Note that you can potentially gain quite a lot from doing something more customized to your particular domain. I think something like CX will make a better black box algorithm than something based on a TSP operator, but black boxes are usually a last resort. Other people's suggestions might lead you to a better overall algorithm.
I've worked on a somewhat similar ranking problem and followed a technique similar to what I describe below. Does this work for you:
Assume the unknown value of an object diverges from your estimate via some distribution, say, the normal distribution. Interpret your ranking statements such as a > b, 0.9 as the statement "The value a lies at the 90% percentile of the distribution centered on b".
For every statement:
def realArrival = calculate a's location on a distribution centered on b
def arrivalGap = | realArrival - expectedArrival |
def fitness = Σ arrivalGap
Fitness function is MIN(fitness)
FWIW, my problem was actually a bin-packing problem, where the equivalent of your "rank" statements were user-provided rankings (1, 2, 3, etc.). So not quite TSP, but NP-Hard. OTOH, bin-packing has a pseudo-polynomial solution proportional to accepted error, which is what I eventually used. I'm not quite sure that would work with your probabilistic ranking statements.

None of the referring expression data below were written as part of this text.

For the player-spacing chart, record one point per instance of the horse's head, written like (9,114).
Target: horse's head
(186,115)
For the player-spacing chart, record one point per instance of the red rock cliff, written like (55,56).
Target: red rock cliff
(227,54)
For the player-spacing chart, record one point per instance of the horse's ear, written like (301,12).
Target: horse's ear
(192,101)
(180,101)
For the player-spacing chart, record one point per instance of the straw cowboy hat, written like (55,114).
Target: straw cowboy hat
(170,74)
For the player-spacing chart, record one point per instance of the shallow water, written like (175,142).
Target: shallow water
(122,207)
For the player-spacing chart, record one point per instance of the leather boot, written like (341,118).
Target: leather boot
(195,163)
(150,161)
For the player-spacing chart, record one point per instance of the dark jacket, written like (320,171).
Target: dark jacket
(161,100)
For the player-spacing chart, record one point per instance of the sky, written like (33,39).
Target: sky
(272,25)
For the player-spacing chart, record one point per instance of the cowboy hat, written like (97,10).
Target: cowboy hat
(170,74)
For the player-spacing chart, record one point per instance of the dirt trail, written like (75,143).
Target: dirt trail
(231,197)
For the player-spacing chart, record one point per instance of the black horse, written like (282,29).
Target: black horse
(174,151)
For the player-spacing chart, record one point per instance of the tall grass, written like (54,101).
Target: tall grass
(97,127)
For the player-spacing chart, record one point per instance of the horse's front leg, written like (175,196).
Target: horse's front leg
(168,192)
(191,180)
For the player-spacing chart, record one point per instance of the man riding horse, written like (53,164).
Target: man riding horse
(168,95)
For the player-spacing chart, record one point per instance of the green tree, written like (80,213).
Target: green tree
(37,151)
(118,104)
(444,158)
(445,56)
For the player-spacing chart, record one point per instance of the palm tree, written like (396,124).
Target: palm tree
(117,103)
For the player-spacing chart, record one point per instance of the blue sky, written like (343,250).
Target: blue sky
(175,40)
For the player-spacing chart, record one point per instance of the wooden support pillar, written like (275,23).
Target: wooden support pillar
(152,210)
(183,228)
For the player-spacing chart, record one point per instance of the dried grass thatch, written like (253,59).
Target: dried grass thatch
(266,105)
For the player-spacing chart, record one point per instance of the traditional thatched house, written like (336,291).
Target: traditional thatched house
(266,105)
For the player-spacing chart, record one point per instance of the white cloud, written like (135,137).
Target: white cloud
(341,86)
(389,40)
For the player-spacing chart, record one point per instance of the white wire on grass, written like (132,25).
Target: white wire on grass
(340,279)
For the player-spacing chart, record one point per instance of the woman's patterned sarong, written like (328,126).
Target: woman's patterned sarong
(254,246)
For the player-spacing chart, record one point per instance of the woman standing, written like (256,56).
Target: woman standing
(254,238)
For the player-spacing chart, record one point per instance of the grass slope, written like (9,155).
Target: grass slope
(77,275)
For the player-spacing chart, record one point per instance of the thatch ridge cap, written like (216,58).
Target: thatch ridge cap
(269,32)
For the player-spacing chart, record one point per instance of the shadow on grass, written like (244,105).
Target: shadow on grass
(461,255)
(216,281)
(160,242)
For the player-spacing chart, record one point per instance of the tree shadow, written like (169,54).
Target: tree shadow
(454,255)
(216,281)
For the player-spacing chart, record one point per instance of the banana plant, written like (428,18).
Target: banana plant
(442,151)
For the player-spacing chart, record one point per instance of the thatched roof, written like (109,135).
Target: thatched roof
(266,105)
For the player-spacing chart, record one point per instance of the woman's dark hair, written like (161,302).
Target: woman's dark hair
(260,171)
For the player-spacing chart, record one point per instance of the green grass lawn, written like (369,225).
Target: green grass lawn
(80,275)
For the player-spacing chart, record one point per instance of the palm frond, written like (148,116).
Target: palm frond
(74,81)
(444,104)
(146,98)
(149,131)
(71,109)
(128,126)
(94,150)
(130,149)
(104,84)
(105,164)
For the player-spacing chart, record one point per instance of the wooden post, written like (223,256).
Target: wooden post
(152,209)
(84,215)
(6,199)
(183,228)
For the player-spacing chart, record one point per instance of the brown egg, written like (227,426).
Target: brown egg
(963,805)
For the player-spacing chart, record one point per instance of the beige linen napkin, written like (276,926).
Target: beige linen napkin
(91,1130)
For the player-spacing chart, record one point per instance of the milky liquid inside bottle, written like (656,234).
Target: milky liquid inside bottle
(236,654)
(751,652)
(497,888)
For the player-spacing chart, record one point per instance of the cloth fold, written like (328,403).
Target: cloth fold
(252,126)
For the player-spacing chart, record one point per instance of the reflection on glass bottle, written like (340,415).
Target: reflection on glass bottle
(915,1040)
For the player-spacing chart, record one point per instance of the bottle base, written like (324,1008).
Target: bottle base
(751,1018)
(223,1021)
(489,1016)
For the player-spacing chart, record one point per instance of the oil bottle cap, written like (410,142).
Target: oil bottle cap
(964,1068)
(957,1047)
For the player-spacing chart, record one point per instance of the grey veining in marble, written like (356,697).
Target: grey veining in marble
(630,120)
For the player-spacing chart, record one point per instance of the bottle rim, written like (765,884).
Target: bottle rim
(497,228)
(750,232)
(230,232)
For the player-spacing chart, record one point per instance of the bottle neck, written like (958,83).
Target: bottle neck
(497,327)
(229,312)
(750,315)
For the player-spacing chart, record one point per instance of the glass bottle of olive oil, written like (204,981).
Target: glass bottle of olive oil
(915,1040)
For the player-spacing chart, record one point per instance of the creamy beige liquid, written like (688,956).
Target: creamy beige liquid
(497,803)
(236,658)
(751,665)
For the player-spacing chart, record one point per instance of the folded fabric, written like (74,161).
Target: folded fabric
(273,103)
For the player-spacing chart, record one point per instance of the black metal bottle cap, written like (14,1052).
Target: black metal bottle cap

What an interesting problem! If I understand it, what you're really asking is:
"Given a weighted, directed graph, with each edge-weight in the graph representing the probability that the arc is drawn in the correct direction, return the complete sequence of nodes with maximum probability of being a topological sort of the graph."
So if your graph has N edges, there are 2^N graphs of varying likelihood, with some orderings appearing in more than one graph.
I don't know if this will help (very brief Google searches did not enlighten me, but maybe you'll have more success with more perseverance) but my thoughts are that looking for "topological sort" in conjunction with any of "probabilistic", "random", "noise," or "error" (because the edge weights can be considered as a reliability factor) might be helpful.
I strongly question your assertion, in your example, that P(a>c) is not needed, though. You know your application space best, but it seems to me that specifying P(a>c) = 0.99 will give a different fitness for f(abc) than specifying P(a>c) = 0.01.
You might want to throw in "Bayesian" as well, since you might be able to start to infer values for (in your example) P(a>c) given your conditions and hypothetical solutions. The problem is, "topological sort" and "bayesian" is going to give you a whole bunch of hits related to markov chains and markov decision problems, which may or may not be helpful.